There was even a recall over it: https://www.eastbaytimes.com/2023/02/16/tesla-full-self-driv...

So to answer your question of what one might want to come out of it, perhaps another recall where they fix the system or stop making false claims about what it can do.

> This is obviously targeted and the court system should not be playing favorites or going after political opponents

This was a jury trial of a civil case - the family of the deceased took Tesla to court, not an anti-Tesla/Musk court system conspiracy.

> It's been nearly 10 years since released and over 3bn miles driven. There's one case where someone died while fetching his cell phone. You would think if it was really dangerous, people would be dying in scores.

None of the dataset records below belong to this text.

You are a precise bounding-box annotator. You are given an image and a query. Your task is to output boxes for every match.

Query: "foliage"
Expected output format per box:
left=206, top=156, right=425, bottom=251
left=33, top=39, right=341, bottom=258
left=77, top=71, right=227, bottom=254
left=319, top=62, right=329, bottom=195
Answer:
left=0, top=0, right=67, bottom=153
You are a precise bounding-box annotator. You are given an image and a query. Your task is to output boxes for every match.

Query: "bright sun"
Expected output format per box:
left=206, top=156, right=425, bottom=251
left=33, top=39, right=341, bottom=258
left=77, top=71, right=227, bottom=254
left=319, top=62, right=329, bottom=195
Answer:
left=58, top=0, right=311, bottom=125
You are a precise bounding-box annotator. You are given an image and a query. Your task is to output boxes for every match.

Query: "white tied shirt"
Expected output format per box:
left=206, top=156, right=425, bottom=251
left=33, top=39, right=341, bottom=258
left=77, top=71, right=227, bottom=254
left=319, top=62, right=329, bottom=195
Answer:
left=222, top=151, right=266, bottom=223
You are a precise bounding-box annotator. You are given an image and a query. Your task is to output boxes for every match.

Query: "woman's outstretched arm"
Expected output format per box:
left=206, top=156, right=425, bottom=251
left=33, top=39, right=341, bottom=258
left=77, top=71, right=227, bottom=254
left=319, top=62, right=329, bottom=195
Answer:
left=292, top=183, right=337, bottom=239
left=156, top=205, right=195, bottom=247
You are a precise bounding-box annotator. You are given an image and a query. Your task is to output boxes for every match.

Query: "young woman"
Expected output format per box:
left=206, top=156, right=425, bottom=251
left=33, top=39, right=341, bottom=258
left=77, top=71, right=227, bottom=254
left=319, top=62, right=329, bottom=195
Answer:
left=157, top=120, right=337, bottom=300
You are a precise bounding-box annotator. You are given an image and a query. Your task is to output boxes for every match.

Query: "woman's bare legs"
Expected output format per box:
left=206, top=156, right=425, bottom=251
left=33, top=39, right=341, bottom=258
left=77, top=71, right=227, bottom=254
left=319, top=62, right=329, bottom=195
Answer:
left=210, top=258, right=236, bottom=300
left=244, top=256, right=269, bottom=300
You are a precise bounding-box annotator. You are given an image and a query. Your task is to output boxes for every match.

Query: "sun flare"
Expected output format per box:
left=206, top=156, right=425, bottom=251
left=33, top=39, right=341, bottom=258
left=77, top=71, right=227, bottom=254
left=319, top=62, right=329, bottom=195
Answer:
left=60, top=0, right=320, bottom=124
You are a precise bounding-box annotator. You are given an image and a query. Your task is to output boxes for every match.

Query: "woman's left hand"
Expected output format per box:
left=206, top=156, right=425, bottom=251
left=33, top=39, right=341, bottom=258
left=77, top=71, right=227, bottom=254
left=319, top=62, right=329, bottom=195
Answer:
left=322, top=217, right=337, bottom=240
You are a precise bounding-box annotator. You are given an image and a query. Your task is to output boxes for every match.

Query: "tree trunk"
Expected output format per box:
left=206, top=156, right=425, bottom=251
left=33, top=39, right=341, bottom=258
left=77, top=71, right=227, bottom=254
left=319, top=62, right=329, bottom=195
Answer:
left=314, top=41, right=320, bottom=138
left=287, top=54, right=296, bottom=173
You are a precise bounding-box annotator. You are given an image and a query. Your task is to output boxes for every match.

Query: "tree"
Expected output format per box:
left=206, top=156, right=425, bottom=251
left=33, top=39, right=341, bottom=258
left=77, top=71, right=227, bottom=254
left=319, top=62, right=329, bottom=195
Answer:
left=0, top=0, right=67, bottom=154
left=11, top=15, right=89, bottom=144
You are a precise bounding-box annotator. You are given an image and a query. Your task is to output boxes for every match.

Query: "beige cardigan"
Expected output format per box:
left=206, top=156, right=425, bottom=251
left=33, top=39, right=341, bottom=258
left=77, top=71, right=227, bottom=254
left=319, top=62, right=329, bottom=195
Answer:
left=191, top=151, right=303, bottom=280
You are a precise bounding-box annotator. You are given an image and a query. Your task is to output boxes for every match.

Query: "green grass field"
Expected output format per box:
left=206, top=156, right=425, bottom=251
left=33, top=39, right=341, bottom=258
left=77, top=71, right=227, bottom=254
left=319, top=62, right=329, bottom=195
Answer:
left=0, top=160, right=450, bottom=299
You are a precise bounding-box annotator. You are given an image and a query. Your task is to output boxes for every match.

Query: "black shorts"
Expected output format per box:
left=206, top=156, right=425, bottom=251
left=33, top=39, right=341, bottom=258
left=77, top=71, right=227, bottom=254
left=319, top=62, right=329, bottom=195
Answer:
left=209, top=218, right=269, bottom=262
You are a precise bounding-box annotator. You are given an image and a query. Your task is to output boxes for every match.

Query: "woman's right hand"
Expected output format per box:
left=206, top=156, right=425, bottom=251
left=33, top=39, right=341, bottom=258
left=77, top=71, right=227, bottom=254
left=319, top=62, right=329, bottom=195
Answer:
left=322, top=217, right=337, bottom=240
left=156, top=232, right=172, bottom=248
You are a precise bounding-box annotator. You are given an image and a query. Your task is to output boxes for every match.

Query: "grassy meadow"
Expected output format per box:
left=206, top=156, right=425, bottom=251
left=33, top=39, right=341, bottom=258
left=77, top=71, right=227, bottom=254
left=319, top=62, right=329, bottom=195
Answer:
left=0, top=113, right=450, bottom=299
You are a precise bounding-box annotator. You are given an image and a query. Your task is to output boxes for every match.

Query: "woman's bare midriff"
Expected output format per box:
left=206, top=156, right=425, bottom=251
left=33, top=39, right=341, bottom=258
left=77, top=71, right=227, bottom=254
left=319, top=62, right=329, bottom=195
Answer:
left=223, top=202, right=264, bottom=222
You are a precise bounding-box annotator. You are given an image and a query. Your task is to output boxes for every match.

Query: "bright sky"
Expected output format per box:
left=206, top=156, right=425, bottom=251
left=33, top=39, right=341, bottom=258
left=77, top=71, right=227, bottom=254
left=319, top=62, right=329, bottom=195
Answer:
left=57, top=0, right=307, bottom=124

And how many times did humans had to take over and save themselves and others from Tesla killing or injuring them? Tesla won't tell us this numbers, guess why ? The tech might be safe as a backup driver , but so far you need a human to pay attention to save himself from the car bugs/errors/glitches etc.

I really hate this bullshit safety claims pulled from someones ass, it is like me trying to convince you to get operated but an AI doctor by claiming "it is better then the a old and drunk doctor , he only killed a few people when the people supervising it did not payed attention but in the rest was very safe, we can't tell you how many times real doctors had to perform the hard work and our AI doctor only did stitching , those numbers need to be secret, but trust us the human doctors that had to intervene are just there because of the evil laws it could do the full job itself, we would not call it Full competent doctor if it can\t perform fully all expected tasks.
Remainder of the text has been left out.